Small duodenal perforations or lacerations should be treated by primary repair using a running single-layer suture of 3-0 monofilament. The wound should be closed in a direction that results in the largest residual lumen. Challenges arise when there is a substantial loss of duodenal tissue. Extensive injuries of the first portion of the duodenum (proximal to the duct of Santorini) can be repaired by débridement and end-to-end anastomosis because of the mobility and rich blood supply of the distal gastric atrium and pylorus. In contrast, the second portion is tethered to the head of the pancreas by its blood supply and the ducts of Wirsung and Santorini; therefore, no more than 1 cm of duodenum can be mobilized away from the pancreas, and this does not effectively alleviate tension on the suture line. Moreover, suture repair using an end-to-end anastomosis in the second portion often results in an unacceptably narrow lumen. Therefore, defects in the second portion of the duodenum should be patched with a vascularized jejunal graft. Duodenal injuries with tissue loss distal to the papilla of Vater and proximal to the superior mesenteric vessels are best treated by Roux-en-Y duodenojejunostomy with the distal portion of the duodenum oversewn (Fig. 7-63). In particular, injuries in the distal third and fourth portions of the duodenum (behind the mesenteric vessels) should be resected, and a duodenojejunostomy performed on the left side of the superior mesenteric vessels.

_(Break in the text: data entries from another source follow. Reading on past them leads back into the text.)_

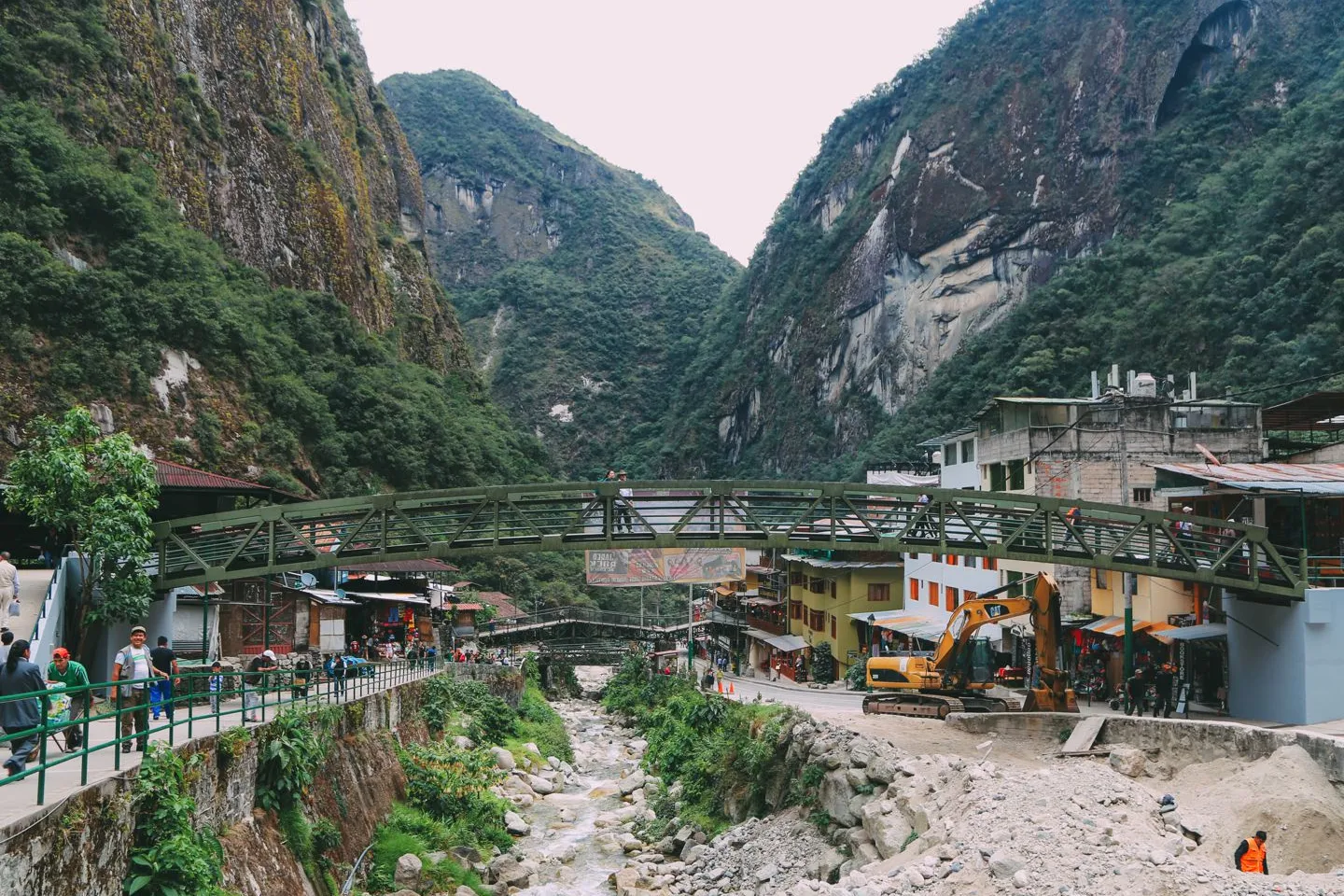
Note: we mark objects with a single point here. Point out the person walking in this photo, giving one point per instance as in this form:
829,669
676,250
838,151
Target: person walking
1135,692
133,666
254,681
1163,681
216,685
161,691
1250,856
21,719
72,675
8,584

Roux-en-Y duodenojejunostomy is used to treat duodenal injuries between the papilla of Vater and superior mesenteric vessels when tissue loss precludes primary repair.
Optimal management of pancreatic trauma is determined by where the parenchymal damage is located and whether the intrapancreatic common bile duct and main pancreatic duct remain intact. Patients with pancreatic contusions (defined as injuries that leave the ductal system intact) can be treated nonoperatively or with closed suction drainage if undergoing laparotomy for other indications. Patients with proximal pancreatic injuries, defined as those that lie to the right of the superior mesenteric vessels, are also managed with closed suction drainage,114 In contrast, distal pancreatic injuries are managed based upon ductal integrity. Pancreatic duct disruption can be identified through direct exploration of the parenchymal laceration, operative pancreatography, ERCP, or magnetic resonance cholangiopancreatography. Patients with distal ductal disruption undergo distal pancreatectomy, preferably with splenic preservation.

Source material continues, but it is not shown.